スープというより、レア魔獣の姿煮込みだ。まさか、丸のまま使う勇者がいるとは思わなかった。
だが、アムネジアの味音痴のおかげで、薬効が格段に上がっているのが分かったのだ。
活用せずにいられようか!
「まず、スプーン一杯ずつギルド員に飲ませる。あとの残り半分は越してスープだけビン詰めにして、保存魔法でどれだけの間薬効が持つか実験だな……」
「あのな、飲めと言われて飲める代物か?このまま煮込んで、粘度を上げて丸薬にしようぜ」
気絶するのもわかるひどい匂いに、顔をしかめる解体屋。
臭い匂いも、ひとつぶくらいなら、なんとか流し込めるだろう、と提案するが、アカガネは首を振った。

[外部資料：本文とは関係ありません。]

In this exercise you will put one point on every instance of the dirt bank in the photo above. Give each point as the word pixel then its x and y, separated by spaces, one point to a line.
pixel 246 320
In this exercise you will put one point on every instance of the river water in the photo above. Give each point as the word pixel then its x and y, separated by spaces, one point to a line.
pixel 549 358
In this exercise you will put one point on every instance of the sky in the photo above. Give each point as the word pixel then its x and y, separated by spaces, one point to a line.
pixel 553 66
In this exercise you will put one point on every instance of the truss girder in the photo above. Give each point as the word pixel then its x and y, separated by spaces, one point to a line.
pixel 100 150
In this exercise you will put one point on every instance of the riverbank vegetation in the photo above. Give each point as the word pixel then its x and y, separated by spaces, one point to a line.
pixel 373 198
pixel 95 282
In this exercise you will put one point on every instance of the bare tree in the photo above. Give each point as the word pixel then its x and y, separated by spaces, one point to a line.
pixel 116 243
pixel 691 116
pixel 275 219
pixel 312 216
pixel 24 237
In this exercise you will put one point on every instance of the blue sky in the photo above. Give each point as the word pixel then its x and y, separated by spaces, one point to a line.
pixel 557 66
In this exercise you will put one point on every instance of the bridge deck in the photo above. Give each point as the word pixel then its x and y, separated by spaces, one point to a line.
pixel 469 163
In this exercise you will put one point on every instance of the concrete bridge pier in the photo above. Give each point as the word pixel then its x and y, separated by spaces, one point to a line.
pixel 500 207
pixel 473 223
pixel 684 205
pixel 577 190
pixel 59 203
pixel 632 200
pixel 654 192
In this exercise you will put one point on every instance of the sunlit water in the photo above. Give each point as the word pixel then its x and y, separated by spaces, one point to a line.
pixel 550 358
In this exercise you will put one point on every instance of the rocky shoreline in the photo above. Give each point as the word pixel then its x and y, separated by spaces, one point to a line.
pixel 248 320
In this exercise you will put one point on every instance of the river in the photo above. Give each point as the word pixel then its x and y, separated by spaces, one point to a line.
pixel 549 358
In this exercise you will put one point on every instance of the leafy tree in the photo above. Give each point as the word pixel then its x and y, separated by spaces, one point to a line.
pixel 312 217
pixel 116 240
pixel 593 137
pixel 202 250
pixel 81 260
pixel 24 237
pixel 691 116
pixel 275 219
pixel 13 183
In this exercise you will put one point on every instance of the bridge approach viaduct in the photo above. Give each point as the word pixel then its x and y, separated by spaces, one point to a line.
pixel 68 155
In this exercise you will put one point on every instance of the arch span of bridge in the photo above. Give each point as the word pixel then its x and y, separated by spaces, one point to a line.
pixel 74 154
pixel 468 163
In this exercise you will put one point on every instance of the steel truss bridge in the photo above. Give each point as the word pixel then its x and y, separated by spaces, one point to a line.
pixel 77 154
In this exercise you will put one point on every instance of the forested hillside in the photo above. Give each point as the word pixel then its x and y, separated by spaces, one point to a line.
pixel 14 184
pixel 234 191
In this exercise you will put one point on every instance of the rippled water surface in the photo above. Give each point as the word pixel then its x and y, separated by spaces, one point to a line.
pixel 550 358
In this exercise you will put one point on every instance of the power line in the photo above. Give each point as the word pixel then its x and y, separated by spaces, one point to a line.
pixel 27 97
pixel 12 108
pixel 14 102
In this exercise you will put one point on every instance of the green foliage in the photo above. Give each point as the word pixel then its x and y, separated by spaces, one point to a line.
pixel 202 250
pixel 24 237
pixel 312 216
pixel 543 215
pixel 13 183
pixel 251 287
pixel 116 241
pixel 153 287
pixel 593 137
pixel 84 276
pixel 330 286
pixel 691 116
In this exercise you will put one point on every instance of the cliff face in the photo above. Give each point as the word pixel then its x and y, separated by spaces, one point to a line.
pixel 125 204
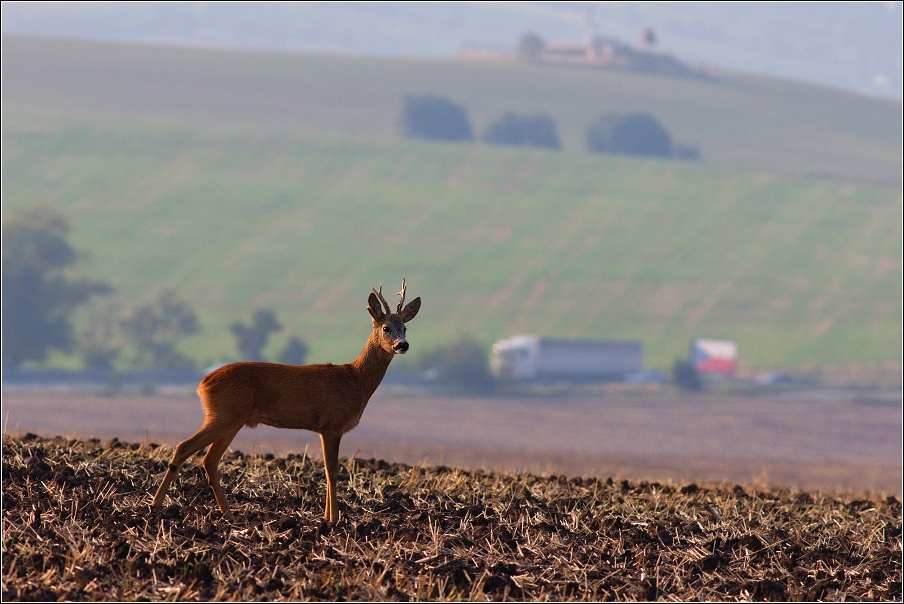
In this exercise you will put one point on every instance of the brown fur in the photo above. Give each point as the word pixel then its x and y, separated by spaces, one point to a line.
pixel 327 399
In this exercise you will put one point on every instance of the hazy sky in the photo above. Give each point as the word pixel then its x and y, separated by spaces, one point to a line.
pixel 856 46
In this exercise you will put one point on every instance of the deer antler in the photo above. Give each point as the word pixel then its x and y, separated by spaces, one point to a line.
pixel 401 295
pixel 382 299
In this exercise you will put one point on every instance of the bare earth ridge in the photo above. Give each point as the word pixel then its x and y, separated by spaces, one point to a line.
pixel 845 442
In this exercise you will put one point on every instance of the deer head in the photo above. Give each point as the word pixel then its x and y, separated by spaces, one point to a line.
pixel 389 327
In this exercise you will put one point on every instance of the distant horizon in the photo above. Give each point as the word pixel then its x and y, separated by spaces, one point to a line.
pixel 846 47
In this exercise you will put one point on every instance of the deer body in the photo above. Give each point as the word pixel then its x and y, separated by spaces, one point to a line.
pixel 327 399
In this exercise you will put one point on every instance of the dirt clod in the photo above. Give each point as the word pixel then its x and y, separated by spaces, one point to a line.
pixel 77 525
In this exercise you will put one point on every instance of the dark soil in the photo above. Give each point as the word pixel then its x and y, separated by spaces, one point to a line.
pixel 77 526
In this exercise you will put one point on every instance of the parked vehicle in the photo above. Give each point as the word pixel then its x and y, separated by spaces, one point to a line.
pixel 533 358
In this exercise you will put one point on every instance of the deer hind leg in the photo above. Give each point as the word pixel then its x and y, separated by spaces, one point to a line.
pixel 211 460
pixel 208 433
pixel 330 444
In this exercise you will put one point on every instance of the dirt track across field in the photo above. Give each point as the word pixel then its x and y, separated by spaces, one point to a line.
pixel 844 442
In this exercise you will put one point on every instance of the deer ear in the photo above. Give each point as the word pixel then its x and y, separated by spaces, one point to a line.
pixel 374 308
pixel 410 310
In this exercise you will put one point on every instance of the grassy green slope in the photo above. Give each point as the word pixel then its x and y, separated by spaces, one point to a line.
pixel 495 240
pixel 739 121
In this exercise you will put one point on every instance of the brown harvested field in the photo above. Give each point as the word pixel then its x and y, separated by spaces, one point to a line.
pixel 808 440
pixel 77 526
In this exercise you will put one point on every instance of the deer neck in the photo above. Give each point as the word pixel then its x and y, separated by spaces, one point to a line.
pixel 371 366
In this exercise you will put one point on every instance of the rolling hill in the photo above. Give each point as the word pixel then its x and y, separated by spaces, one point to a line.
pixel 249 180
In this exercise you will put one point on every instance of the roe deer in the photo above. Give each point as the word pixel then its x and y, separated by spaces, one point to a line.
pixel 327 399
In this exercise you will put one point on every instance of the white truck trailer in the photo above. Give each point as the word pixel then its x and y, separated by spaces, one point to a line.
pixel 532 358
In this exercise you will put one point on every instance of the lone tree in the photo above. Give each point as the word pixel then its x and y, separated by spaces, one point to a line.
pixel 435 118
pixel 251 339
pixel 535 131
pixel 155 328
pixel 294 352
pixel 530 45
pixel 461 365
pixel 632 134
pixel 38 295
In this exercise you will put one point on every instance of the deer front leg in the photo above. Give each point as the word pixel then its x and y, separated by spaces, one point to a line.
pixel 211 460
pixel 330 443
pixel 208 433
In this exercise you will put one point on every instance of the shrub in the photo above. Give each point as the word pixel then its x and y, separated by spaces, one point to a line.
pixel 435 118
pixel 461 365
pixel 632 134
pixel 536 131
pixel 251 339
pixel 685 376
pixel 294 352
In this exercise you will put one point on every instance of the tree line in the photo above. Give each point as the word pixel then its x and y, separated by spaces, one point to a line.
pixel 41 295
pixel 437 118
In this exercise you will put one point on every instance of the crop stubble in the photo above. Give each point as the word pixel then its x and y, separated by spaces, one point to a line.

「丸薬にできればいいが、それで薬効が保てるかわからない。半分はこのままにしていざというときに使いたいんだ。残り半分は研究のために煮込んでもいいし、それぞれの部位ごと取り出して実験してくれて構わない」
アカガネの言葉に、確かにそうだなと同意した。味を優先して、効果が半減したら意味がない。
しかも単純に煮込まれてるだけなら、取り出した眼球や、心臓や、肝、睾丸なんかもまだ使える可能性があるだろう。皮なら、ひと手間省けたくらいだ。

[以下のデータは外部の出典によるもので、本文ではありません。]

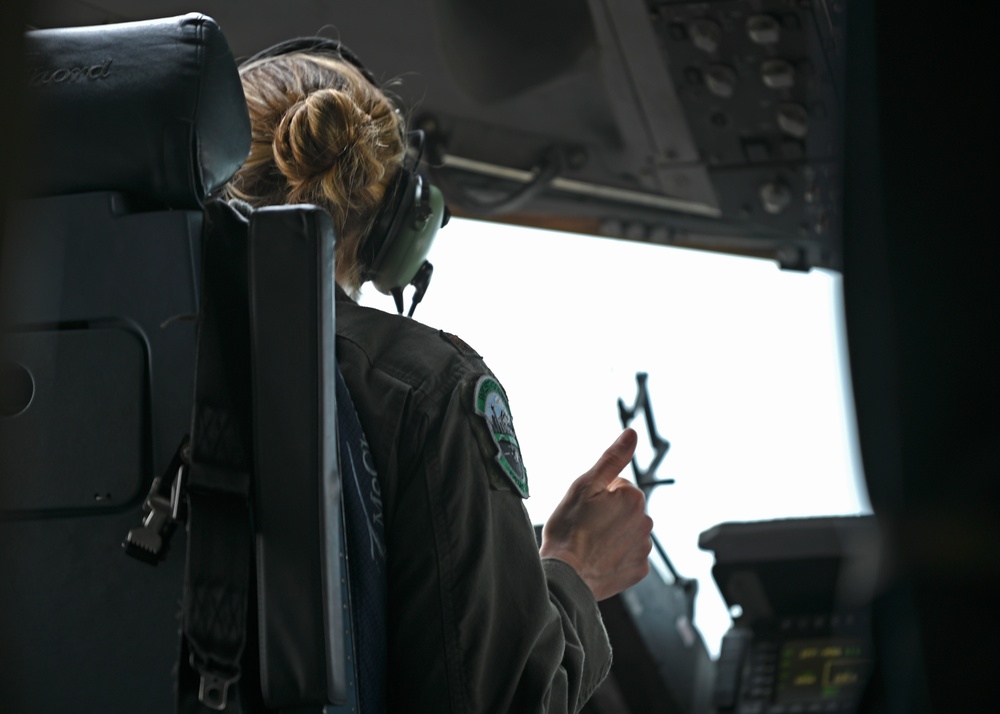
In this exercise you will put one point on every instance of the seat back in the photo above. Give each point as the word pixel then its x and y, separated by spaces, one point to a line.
pixel 137 124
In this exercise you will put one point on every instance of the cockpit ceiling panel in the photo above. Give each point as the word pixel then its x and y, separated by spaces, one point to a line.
pixel 715 124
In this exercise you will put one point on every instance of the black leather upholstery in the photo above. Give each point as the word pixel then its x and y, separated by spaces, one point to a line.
pixel 156 108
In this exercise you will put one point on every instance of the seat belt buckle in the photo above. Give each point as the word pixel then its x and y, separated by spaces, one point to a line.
pixel 213 691
pixel 163 508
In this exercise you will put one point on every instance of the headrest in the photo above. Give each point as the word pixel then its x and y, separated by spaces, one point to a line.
pixel 153 108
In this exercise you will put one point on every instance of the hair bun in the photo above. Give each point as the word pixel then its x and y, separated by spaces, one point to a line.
pixel 327 138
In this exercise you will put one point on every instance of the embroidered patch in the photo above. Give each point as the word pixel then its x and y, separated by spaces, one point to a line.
pixel 491 404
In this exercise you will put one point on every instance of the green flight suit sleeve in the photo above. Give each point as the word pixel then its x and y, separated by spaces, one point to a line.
pixel 519 634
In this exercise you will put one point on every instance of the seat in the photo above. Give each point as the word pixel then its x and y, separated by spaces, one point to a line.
pixel 137 126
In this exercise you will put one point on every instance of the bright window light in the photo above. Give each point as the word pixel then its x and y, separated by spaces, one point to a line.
pixel 747 364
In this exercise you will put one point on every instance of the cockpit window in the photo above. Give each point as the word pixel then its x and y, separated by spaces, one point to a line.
pixel 747 375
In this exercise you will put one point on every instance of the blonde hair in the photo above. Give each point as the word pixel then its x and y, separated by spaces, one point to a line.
pixel 320 133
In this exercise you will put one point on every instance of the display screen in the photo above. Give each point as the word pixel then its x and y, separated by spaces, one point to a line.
pixel 821 669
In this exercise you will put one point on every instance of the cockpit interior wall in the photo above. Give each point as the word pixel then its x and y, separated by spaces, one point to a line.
pixel 497 50
pixel 921 303
pixel 703 125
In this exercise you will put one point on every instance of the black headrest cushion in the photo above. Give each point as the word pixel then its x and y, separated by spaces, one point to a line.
pixel 153 108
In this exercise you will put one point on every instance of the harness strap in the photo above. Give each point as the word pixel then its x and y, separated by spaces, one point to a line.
pixel 220 534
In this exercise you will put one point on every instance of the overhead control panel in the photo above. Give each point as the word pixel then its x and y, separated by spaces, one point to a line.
pixel 758 86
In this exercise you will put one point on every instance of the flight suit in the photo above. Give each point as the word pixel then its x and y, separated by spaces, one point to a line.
pixel 477 621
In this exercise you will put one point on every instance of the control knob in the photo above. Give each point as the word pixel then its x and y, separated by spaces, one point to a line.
pixel 705 34
pixel 777 74
pixel 775 196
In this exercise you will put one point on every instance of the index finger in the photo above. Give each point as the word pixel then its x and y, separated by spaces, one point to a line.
pixel 614 459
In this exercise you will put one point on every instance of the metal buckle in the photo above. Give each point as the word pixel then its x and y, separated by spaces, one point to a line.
pixel 164 510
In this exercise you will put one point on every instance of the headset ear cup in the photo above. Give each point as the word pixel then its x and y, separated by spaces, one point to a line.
pixel 411 223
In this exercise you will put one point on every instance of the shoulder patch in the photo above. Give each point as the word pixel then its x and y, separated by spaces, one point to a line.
pixel 458 343
pixel 491 405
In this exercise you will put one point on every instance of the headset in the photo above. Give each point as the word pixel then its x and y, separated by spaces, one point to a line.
pixel 394 253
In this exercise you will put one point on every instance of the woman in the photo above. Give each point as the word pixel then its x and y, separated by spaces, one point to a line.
pixel 477 620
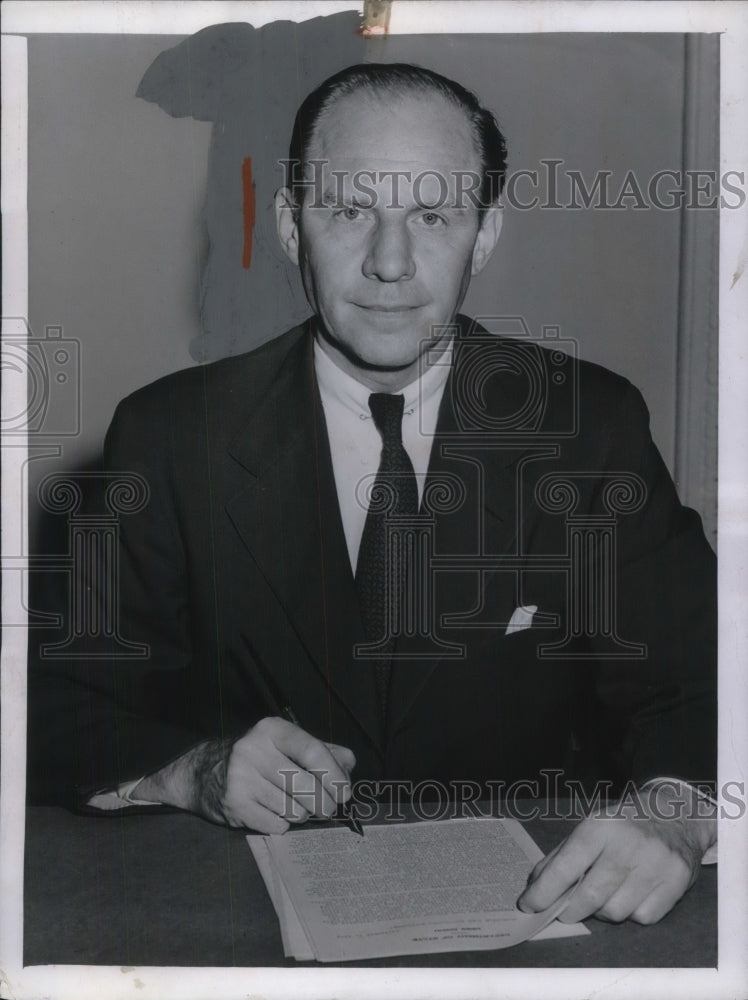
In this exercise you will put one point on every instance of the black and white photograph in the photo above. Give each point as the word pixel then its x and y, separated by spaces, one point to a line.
pixel 374 500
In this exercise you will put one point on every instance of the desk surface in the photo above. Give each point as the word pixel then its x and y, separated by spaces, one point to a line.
pixel 171 889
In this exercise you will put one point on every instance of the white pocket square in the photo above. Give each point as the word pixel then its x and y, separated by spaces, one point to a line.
pixel 522 618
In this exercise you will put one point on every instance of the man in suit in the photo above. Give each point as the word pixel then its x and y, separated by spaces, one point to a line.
pixel 259 572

「ひとさじ飲んだら気絶するってのは、体内の魔力根を総回復させるための昏睡かなあ」
「鑑定でわかるか? このままじゃ味と匂いの悪さで毒を疑われる。奇跡の魔力回復薬、ただし、味の保証なしと鑑定書を添えたい」
「ま、いやなら飲まなきゃいいのさ。味を取るか、実を取るかだ。これも冒険者の選択さ」
目端の利く奴は、俺たちが相談して決めることを、自己判断している。ここに大鍋を持ち込む前に、ポーションの空き瓶に、それぞれが詰めて持ち帰った男達のように。
その日の夜は、シードレイクの街のあちこちで、家人が気絶したと騒ぐものが多かったそうだ。